Results are presented as the mean ± standard deviation. Basic patient characteristics, including age, maternal features, and birth outcomes, were compared between term and preterm delivered women using a Student t-test. Based on significant differences in the Shannon index, clustering characteristics were compared using the Kruskal–Wallis test (PERMANOVA). Statistical analyses were performed using SAS software (Version 9.3; SAS Institute, Cary, NC, United States).

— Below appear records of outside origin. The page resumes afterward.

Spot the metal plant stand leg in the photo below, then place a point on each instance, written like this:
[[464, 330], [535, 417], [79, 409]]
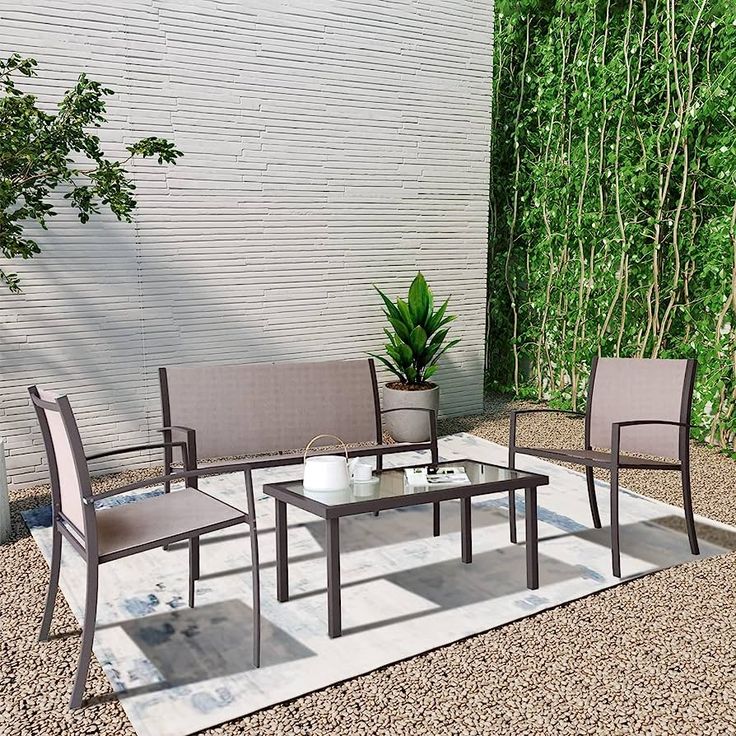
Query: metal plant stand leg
[[532, 538], [615, 540], [88, 634], [512, 516], [466, 539], [48, 612], [590, 478], [687, 500], [282, 554], [334, 613]]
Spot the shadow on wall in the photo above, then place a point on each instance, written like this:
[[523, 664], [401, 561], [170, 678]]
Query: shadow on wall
[[107, 323]]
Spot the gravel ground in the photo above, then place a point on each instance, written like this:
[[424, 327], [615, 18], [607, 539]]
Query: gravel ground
[[654, 656]]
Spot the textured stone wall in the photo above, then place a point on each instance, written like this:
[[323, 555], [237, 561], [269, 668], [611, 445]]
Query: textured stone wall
[[329, 145]]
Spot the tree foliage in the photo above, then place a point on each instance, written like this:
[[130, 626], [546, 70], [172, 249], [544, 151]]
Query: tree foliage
[[40, 151], [613, 195]]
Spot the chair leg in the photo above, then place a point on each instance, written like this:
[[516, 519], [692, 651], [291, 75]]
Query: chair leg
[[48, 612], [88, 634], [590, 478], [193, 567], [615, 541], [512, 494], [255, 569], [512, 516], [687, 500], [256, 596]]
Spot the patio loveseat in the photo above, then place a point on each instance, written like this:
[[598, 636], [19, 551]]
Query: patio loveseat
[[268, 411]]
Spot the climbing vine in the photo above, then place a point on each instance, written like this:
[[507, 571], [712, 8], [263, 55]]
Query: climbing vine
[[613, 196]]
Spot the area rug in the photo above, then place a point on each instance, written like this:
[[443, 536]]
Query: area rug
[[178, 670]]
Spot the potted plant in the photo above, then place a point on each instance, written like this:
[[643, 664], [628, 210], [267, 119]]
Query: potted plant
[[415, 344]]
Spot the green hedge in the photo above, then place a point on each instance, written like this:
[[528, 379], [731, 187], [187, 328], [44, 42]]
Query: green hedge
[[613, 196]]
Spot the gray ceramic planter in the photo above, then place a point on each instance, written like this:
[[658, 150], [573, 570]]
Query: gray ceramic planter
[[409, 426]]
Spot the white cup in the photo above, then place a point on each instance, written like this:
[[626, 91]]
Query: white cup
[[362, 472]]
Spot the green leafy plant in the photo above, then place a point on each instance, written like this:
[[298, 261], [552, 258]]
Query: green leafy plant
[[416, 341], [613, 196], [40, 152]]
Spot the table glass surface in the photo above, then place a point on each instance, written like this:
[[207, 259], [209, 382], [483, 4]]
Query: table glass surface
[[392, 482]]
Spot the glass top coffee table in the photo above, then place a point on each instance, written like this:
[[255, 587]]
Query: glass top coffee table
[[390, 490]]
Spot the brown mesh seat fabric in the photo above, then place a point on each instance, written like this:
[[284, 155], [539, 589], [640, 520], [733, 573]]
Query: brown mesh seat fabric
[[170, 516]]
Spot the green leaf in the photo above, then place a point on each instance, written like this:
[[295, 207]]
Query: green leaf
[[396, 371], [430, 371], [418, 300], [405, 314], [417, 339], [393, 312], [434, 321], [401, 329]]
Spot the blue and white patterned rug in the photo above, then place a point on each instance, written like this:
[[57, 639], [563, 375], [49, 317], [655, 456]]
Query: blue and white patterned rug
[[178, 670]]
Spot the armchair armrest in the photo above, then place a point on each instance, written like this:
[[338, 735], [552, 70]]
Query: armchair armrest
[[189, 431], [616, 428], [172, 477], [517, 412], [432, 427], [136, 448], [636, 422]]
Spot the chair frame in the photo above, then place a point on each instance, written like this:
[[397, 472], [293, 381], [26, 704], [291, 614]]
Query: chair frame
[[378, 451], [616, 461], [85, 541]]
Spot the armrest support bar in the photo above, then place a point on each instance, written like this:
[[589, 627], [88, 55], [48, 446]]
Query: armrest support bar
[[547, 411], [173, 477], [178, 428], [432, 427], [616, 428], [135, 448], [516, 412], [637, 422]]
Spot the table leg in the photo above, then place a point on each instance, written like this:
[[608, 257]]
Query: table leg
[[466, 531], [282, 553], [334, 614], [532, 538]]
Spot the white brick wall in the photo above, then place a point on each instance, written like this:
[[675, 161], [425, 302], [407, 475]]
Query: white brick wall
[[329, 145]]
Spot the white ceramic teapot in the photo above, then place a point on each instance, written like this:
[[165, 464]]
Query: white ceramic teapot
[[328, 472]]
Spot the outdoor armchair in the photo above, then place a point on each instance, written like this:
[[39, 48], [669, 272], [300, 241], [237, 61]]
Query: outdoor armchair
[[639, 406], [101, 535]]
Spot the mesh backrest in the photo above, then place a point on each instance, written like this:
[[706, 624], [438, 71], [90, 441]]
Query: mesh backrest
[[70, 491], [268, 407], [626, 389]]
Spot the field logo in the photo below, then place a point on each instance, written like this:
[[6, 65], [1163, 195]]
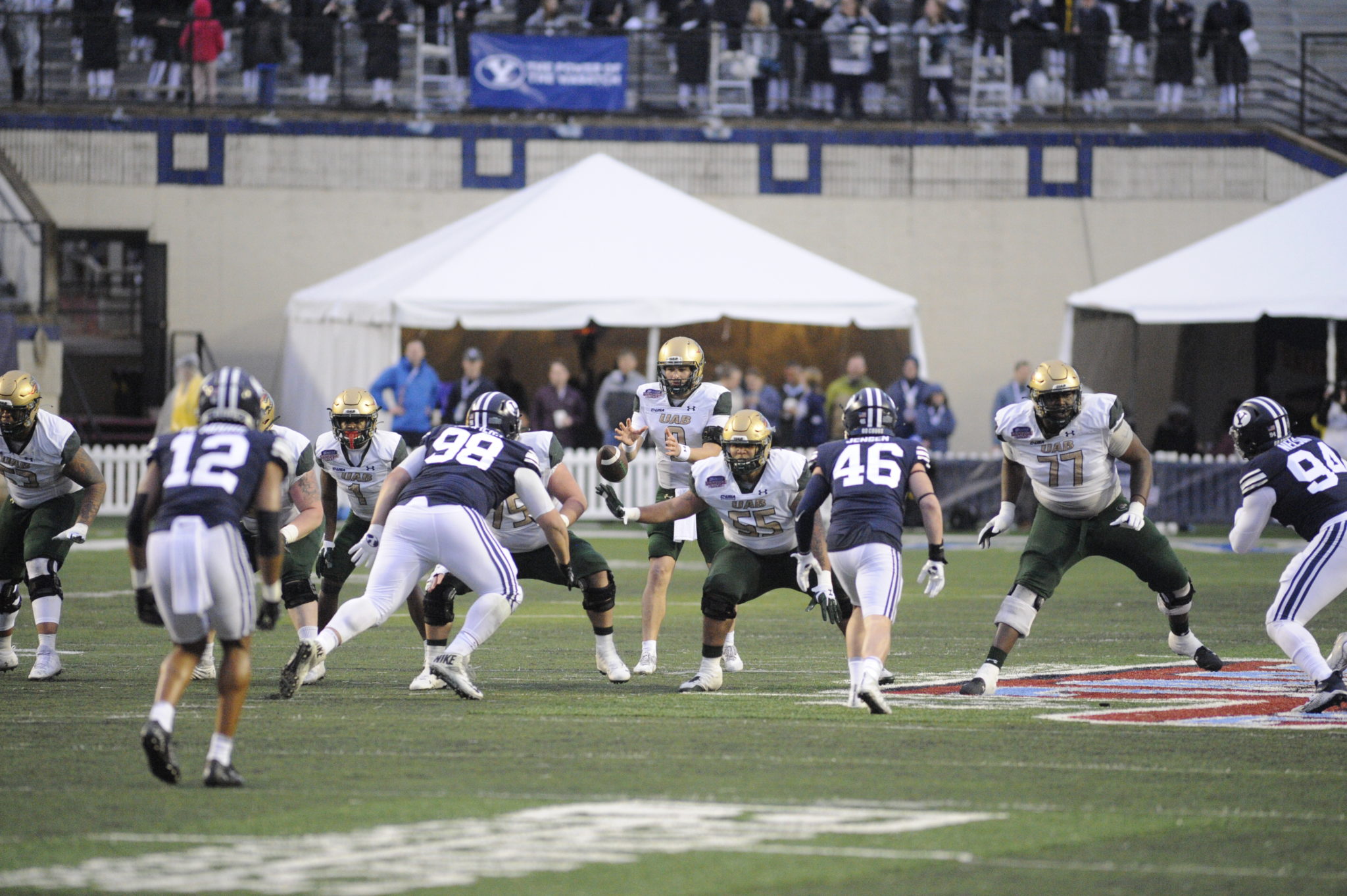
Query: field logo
[[394, 859], [1252, 693]]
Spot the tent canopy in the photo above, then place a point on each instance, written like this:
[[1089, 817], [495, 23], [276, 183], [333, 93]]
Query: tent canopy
[[1284, 263], [600, 241]]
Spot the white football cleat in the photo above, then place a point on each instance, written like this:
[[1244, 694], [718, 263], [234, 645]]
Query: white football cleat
[[425, 681], [1336, 658], [647, 667], [613, 668], [46, 667]]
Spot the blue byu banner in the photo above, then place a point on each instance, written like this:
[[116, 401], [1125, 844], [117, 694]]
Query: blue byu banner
[[512, 72]]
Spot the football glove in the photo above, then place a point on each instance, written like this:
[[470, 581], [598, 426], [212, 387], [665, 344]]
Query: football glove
[[146, 609], [362, 552], [804, 564], [998, 525]]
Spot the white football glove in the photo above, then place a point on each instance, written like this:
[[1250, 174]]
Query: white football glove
[[998, 525], [934, 569], [804, 564], [1135, 517], [362, 552], [76, 534]]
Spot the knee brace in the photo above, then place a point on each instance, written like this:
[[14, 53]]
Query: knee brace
[[717, 605], [1019, 609], [297, 592], [600, 600], [1171, 604]]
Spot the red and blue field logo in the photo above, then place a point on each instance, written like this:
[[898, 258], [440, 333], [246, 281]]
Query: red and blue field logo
[[1248, 693]]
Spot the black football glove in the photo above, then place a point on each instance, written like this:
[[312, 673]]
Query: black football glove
[[146, 609]]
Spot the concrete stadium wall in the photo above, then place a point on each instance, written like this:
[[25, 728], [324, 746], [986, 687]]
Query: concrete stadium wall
[[957, 226]]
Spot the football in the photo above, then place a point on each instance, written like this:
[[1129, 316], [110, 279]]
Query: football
[[612, 463]]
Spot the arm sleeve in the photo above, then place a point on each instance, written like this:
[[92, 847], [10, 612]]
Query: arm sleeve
[[1250, 519]]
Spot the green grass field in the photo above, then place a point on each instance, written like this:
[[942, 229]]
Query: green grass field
[[564, 784]]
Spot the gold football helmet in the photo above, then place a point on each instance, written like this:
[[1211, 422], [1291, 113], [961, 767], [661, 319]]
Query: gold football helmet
[[747, 429], [19, 400], [355, 415], [681, 352], [1055, 390]]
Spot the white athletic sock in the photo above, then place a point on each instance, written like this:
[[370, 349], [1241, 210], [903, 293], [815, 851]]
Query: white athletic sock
[[163, 713], [485, 617], [221, 748]]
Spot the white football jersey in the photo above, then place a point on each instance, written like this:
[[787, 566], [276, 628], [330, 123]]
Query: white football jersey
[[361, 474], [1074, 474], [709, 406], [514, 527], [36, 474], [762, 518]]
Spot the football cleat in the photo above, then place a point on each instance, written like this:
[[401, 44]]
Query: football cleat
[[1329, 693], [613, 668], [158, 745], [1336, 658], [46, 667], [293, 674], [425, 681], [220, 775], [453, 671], [702, 684]]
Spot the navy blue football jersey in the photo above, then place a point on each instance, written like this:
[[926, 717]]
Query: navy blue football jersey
[[469, 467], [213, 471], [1310, 479], [868, 479]]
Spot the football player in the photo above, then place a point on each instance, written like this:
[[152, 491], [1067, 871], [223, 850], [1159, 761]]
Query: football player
[[869, 475], [434, 506], [1300, 482], [189, 564], [754, 493], [1067, 444], [45, 467], [355, 458], [685, 416], [520, 534]]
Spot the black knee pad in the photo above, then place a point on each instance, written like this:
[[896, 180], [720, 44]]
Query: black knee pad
[[717, 605], [297, 594], [600, 600]]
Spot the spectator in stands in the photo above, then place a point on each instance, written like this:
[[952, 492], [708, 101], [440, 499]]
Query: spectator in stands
[[313, 26], [935, 421], [1012, 393], [1173, 54], [850, 32], [412, 385], [618, 396], [935, 33], [1176, 431], [1222, 33], [763, 397], [559, 406], [853, 381], [1091, 29], [456, 396], [691, 51], [203, 41], [96, 23], [908, 392], [379, 20]]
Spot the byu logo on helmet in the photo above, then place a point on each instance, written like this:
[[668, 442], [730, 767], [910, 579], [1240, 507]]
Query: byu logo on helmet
[[500, 72]]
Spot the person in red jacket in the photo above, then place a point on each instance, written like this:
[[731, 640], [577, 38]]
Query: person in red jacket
[[204, 41]]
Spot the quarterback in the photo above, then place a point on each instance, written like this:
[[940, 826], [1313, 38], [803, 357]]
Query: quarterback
[[1067, 444]]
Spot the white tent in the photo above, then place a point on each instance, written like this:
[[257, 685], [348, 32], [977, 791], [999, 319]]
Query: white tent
[[599, 241]]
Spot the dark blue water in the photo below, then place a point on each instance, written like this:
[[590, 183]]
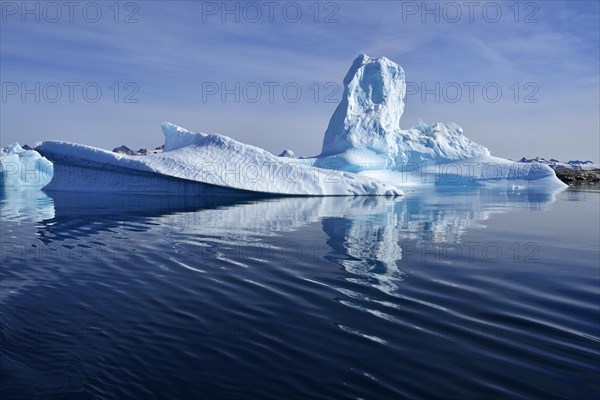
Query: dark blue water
[[462, 295]]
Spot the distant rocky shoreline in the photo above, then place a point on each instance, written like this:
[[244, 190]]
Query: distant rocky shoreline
[[578, 176]]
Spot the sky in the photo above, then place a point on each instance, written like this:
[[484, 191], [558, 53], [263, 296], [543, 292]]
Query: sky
[[521, 78]]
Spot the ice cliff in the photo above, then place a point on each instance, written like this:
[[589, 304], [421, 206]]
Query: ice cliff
[[364, 136]]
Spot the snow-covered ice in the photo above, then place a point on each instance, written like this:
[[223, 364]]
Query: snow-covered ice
[[198, 163], [23, 168], [364, 136], [365, 152]]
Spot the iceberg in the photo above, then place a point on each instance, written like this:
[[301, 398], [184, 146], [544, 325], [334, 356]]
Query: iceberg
[[23, 168], [364, 152], [364, 136], [198, 164]]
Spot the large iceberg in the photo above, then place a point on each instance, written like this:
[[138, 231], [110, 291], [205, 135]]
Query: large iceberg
[[21, 167], [365, 152], [364, 136], [198, 163]]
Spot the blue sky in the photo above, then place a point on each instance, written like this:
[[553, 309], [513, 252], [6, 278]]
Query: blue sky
[[172, 52]]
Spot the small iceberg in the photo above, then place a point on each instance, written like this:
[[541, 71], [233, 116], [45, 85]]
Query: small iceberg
[[23, 167]]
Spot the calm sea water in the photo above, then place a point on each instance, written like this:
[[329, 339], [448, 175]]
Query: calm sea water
[[463, 295]]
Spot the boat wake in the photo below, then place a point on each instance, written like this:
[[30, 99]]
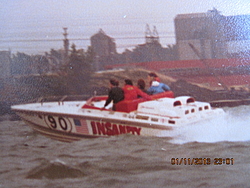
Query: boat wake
[[234, 126]]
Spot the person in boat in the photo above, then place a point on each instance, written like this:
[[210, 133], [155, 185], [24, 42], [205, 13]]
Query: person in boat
[[132, 92], [155, 85], [116, 94], [141, 85]]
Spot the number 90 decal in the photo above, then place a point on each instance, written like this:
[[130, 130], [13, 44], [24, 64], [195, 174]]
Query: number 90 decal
[[58, 123]]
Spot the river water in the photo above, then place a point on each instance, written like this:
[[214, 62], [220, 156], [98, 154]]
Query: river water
[[31, 160]]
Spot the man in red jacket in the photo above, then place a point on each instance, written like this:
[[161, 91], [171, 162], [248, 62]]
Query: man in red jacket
[[132, 92]]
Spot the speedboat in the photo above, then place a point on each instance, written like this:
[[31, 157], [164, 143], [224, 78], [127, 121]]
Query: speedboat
[[73, 120]]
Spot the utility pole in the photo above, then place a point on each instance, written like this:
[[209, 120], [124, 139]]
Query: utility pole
[[66, 45]]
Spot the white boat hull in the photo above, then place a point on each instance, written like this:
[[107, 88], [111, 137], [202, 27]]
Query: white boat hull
[[68, 121]]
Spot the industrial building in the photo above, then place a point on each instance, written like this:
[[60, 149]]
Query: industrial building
[[215, 36]]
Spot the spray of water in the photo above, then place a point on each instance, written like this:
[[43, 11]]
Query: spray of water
[[234, 126]]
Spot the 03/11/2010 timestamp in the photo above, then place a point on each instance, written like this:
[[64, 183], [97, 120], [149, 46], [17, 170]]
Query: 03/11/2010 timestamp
[[202, 161]]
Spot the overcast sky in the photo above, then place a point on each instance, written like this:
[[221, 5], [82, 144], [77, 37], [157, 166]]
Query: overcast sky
[[35, 26]]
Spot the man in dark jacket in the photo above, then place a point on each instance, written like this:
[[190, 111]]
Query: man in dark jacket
[[115, 94]]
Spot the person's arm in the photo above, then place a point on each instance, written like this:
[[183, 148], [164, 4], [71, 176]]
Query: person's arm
[[165, 87], [142, 94], [109, 99]]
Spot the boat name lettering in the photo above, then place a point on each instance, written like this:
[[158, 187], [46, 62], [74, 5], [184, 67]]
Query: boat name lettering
[[107, 128]]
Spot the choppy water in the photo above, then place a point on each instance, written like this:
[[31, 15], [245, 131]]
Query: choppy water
[[28, 159]]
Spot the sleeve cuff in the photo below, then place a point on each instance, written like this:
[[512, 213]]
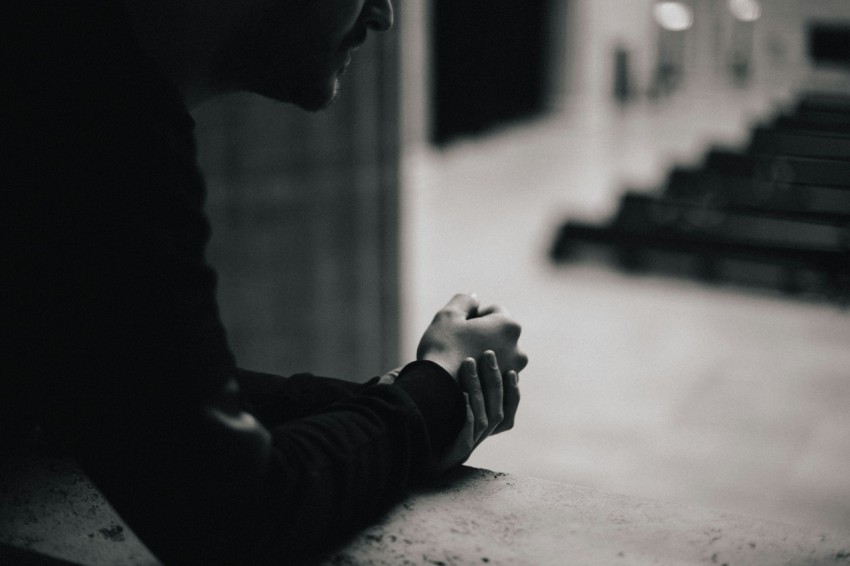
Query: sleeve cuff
[[439, 399]]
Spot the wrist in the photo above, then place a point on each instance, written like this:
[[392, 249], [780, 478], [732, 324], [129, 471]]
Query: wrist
[[445, 361]]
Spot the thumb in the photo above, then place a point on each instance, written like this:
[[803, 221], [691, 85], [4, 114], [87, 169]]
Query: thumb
[[463, 305]]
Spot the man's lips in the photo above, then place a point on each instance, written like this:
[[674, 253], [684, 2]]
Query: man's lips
[[357, 39]]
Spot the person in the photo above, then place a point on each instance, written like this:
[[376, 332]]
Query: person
[[112, 341]]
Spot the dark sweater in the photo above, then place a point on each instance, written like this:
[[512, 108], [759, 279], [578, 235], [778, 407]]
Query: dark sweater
[[112, 341]]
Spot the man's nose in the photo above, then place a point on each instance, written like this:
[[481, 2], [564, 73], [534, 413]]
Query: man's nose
[[378, 14]]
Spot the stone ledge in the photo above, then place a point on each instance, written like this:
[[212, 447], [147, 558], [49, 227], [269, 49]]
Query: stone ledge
[[51, 513]]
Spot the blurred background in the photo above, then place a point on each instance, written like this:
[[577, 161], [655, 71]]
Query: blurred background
[[507, 148]]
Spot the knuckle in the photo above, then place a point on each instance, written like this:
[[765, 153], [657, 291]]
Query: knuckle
[[521, 361], [513, 329]]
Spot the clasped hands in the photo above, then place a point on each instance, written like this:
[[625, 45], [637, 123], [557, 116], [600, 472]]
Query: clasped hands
[[478, 347]]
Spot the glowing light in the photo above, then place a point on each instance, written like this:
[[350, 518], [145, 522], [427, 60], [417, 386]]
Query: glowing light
[[673, 16], [745, 10]]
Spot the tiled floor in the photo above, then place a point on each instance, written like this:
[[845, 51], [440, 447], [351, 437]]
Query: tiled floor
[[639, 385]]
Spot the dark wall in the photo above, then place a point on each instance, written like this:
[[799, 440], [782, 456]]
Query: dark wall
[[489, 63], [304, 209]]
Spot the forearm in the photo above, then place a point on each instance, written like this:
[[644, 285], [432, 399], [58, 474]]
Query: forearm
[[214, 485]]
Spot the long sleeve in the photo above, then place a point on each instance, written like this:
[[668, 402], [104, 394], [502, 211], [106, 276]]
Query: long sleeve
[[113, 340]]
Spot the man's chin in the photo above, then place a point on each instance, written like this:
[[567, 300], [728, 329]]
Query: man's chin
[[311, 100]]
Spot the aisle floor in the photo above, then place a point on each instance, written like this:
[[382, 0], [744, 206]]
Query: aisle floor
[[641, 385]]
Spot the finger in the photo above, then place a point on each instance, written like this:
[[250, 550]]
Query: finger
[[520, 362], [491, 384], [463, 445], [471, 383], [511, 402], [461, 305], [493, 309]]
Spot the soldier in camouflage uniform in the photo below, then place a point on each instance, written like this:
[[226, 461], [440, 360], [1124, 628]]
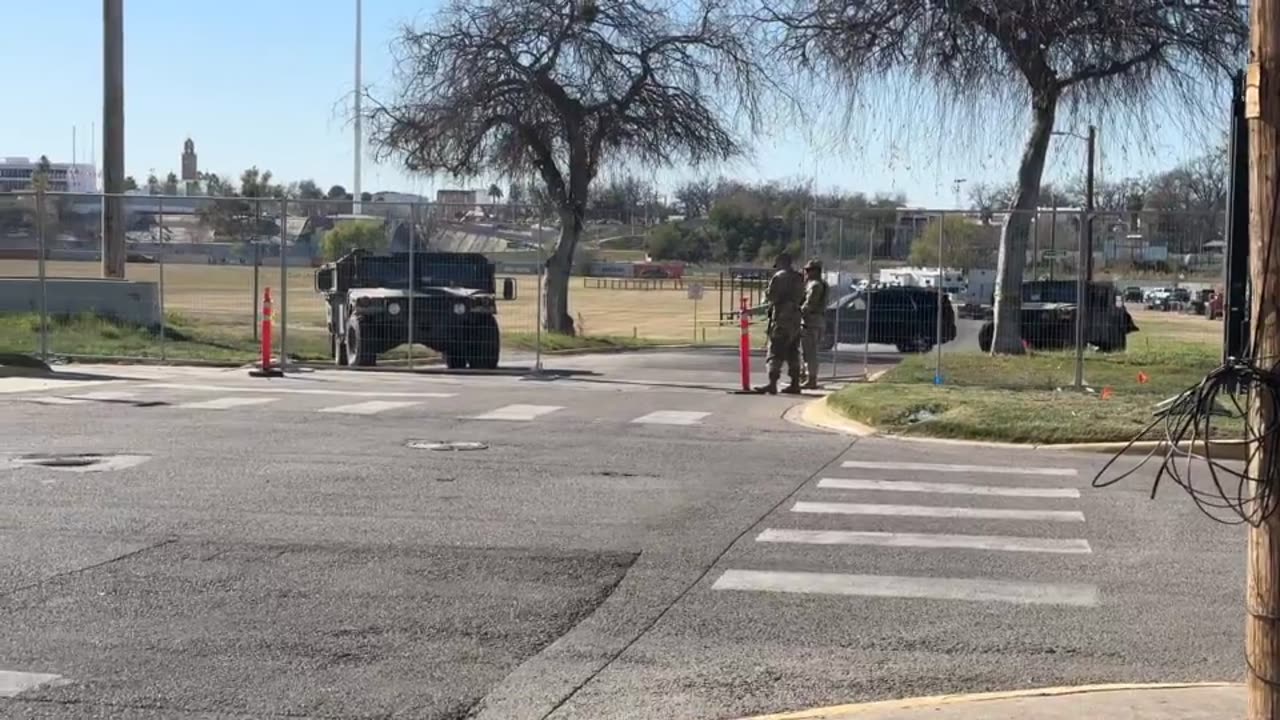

Results were considered statistically significant when the probability value (p) was <0.05.

Results

Blood Microbial Diversity and Composition of Pregnant Women in Cohort

To characterize the blood microbial composition during healthy pregnancy, we obtained blood samples from 45 subjects in their first, second, and third trimesters. Mean patient ages and gestational ages at delivery were 32.0 years (range: 26–40 years) and 39 weeks 3 days (range: 37 weeks 1 day–41 weeks 2 days), respectively. The data set comprised 1,609,012 high-quality gene sequences from blood samples, with an average of 16,243 reads per sample. After filtering out low-quality reads and trimming extra-long tails, the remaining representative reads were clustered into OTUs based on a 97% sequence similarity cut-off at the genus level.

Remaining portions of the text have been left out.